Polars, Partitions and Performance with Delta Lake

Jimmy Jensen
3 min readFeb 10, 2024

--

A little something on efficiently reading delta tables

A friendly polar bear | Photo by Hans-Jurgen Mager on Unsplash

TL;DR

If you read partitioned delta table with Polars use pyarrow_options.

Introduction

Polars and Delta Lake (Delta-RS) works great together.

There are many ways to read partitioned delta tables with the Polars dataframe library.

import polars as pl
from deltalake import DeltaTable

# Simple DataFrame with Polars filter
df = pl.read_delta("table_name").filter(pl.col("is_current") == True)

# Simple LazyFrame with Polars filter
df = pl.scan_delta("table_name").filter(pl.col("is_current") == True).collect()

# DataFrame with partitions pyarrow_options
df = pl.read_delta(
"table_name",
pyarrow_options={
"partitions": [
("is_current", "=", "true")
]
}
)

# LazyFrame with partitions pyarrow_options
df = pl.scan_delta(
"table_name",
pyarrow_options={
"partitions": [
("is_current", "=", "true")
]
}
).collect()


# Delta table with filters - convert to polars DataFrame
df = pl.from_arrow(
DeltaTable("table_name").to_pyarrow_table(
filters=[
("is_current", "==", True)
]
)
)

# Delta table with partitions - convert to polars DataFrame
df = pl.from_arrow(
DeltaTable("table_name").to_pyarrow_table(
partitions=[
("is_current", "=", "true")
]
)
)

Which one do you prefer syntactically? I prefer option 1 or 2, as they are most concise in my opinion, however let’s look at the performance of each.

Testing

I made some sample data with 5 columns and 100.000 records. I then ran 11 tests. The first test had 0 percent records in the is_current=true partition, the second had 10 percent, and so on.

Read 100.000 records with 5 columns from Delta Table. Values in milliseconds

To no surprise, the read times when all the data is one partition (100 percent) are nearly identical, however it is noticeable that the smaller the partitions are, the more difference there is between using filter-methods and partition-methods.

Let’s add some more columns to the data, and run the tests again.

Read 100.000 records with 10 columns from Delta Table.

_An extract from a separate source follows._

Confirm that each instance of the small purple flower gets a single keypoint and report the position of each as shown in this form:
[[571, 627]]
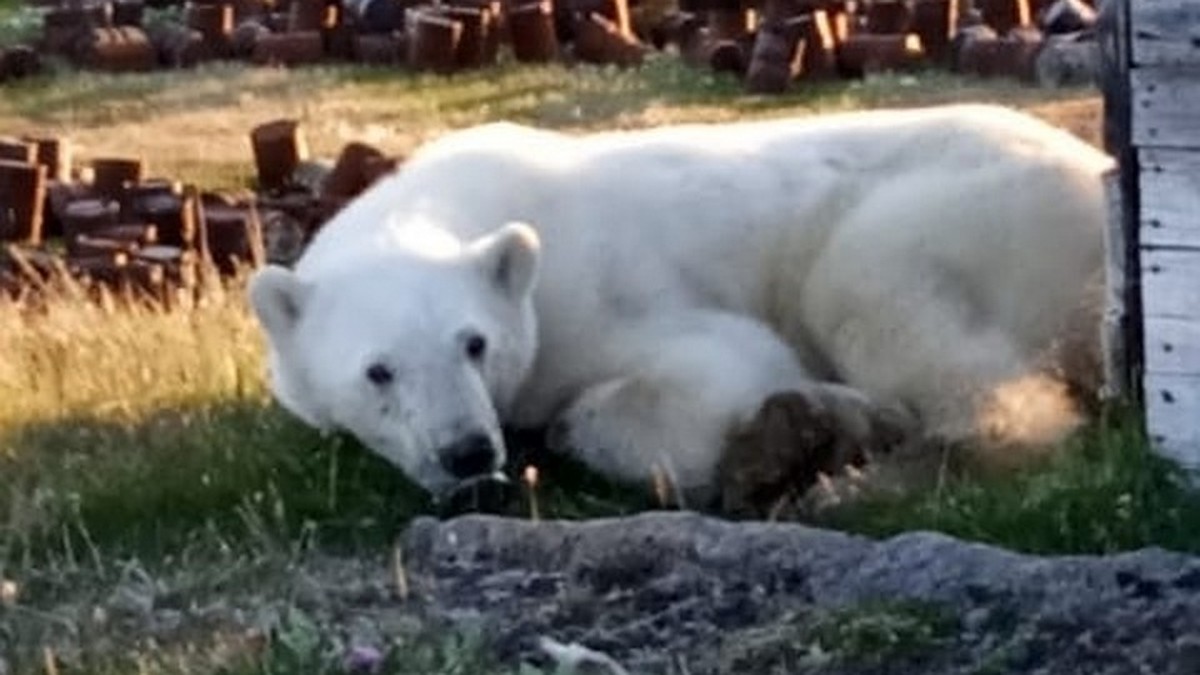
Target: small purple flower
[[363, 658]]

Values in milliseconds

Once again, reading using the partition-options beats the filter-options. It also seems that the deltatable_with_partitions_to_dataframe is ever so slightly ahead.

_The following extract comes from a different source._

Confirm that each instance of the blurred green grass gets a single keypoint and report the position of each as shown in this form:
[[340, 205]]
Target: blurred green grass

One last test is to bump up the records to 2.000.000 and double the amount of columns.

Read 2.000.000 records with 20 columns from Delta Table. Values in milliseconds

What happened here? As the number of records are relatively small, all the data is compressed in a single parquet file. However, when the number of records increase, the number of parquet files also increase.

There is a significant performance boost using the partitions pyarrow_option, when there are many files.

Conclusion

While the simple_lazyframe_with_polars_filter is faster than its sibling dataframe method for small partitions, there is an even faster method of reading partitioned delta tables using the pyarrow_options. With smaller partitions it seems to be a 2–4x increase in this example, however it is highly dependant on other factors too, such as number of records, number of columns, and number of files in the partitions being read.

As such, these tests are just preliminary with sample data, and I encourage you to do your own tests for the data you’re working with.

Even though reading the delta table with the Delta Lake library and converting it to a Polars dataframe seems to be the absolute fastest, it is for me and my projects not enough of a gain to care about.

I much prefer the Polars syntax as far as it gets me. But if performance is your top priority, you could look into implementing Delta Table method in your project.

I’ll make sure myself to favorize the partitions pyarrow_options over filter going forward.

--

--